When building business intelligence solutions one problem is that data usually contains errors, e.g. attributes are written in different ways so that data cannot be grouped correctly. The attribute could be written in upper case or not; it could be abbreviated or not; and sometimes several synonyms exist for the same thing.
For instance, ‘United Kingdom’ could be referred to as ‘UNITED KINGDOM’, ‘United Kingdom’, ‘Great Britain’, or just ‘UK’.
As a consequence, what the users really think of as the same instance will appear on several rows in a list box, or be displayed in several bars in a bar chart. This will cause problems in the data analysis, since selections and numbers displaying totals often will be incomplete.
But there are ways to solve this. The best way, is of course to correct it in the source data. But this is not always possible, so it may be that the correction must be made elsewhere.
In QlikView and Qlik Sense there are several ways to do this. The most obvious (but not the best), is to use a hard-coded, conditional expression in the script:
Similar constructions can be made using Replace() or Pick(). These all work and will do the job.
But they are not manageable.
Should you want to add more cases or change some previous ones, you will soon realize that this isn’t a good method. The expressions will become too long and they will be error-prone. So I strongly recommend not doing this.
There is however a solution which is both manageable and simple: Mapping Load. The first step is to create a mapping table with all changes you want to make:
Then you load this table using the Mapping prefix:
Mapping Load ChangeFrom, ChangeTo
From MapTable.xlsx (…) ;
Now you can use this table in the script to correct all field values.
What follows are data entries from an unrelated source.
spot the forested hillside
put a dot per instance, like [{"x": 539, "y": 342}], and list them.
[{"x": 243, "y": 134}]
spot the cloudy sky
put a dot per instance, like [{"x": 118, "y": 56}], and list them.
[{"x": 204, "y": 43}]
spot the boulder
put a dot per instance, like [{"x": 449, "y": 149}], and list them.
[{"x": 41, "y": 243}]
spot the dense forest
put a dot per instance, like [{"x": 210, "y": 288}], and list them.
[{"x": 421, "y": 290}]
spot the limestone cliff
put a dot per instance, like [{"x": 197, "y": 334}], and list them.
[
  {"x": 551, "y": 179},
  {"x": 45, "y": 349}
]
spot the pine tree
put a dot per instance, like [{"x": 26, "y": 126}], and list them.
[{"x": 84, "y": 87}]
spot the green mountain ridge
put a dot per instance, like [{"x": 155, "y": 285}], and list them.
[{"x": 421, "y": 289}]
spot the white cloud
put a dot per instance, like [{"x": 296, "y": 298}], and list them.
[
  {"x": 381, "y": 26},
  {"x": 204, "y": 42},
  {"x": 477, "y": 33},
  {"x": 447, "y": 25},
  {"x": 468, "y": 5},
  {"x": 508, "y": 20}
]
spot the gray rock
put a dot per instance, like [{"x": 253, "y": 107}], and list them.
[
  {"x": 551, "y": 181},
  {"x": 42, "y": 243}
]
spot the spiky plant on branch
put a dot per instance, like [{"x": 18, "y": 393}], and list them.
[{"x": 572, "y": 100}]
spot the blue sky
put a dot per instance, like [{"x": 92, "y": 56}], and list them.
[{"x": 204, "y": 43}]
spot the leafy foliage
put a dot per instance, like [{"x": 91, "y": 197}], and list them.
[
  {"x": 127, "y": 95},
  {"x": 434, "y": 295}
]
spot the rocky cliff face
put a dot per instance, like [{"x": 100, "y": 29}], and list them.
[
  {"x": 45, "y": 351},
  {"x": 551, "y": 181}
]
The simplest way to use the Map statement: Declare the mapping early in the script before any of the relevant fields are loaded, and the corrections will be made automatically:
Map Country, Department, Person Using MapTable ;
Alternatively, you can use either ApplyMap() or MapSubstring() when you load the field, which both will make a lookup in the mapping table and if necessary make the appropriate replacement, e.g.:
ApplyMap( ‘MapTable’, Country ) as Country ,
The mapping table will be discarded at the end of the script run and not use any memory in the final application.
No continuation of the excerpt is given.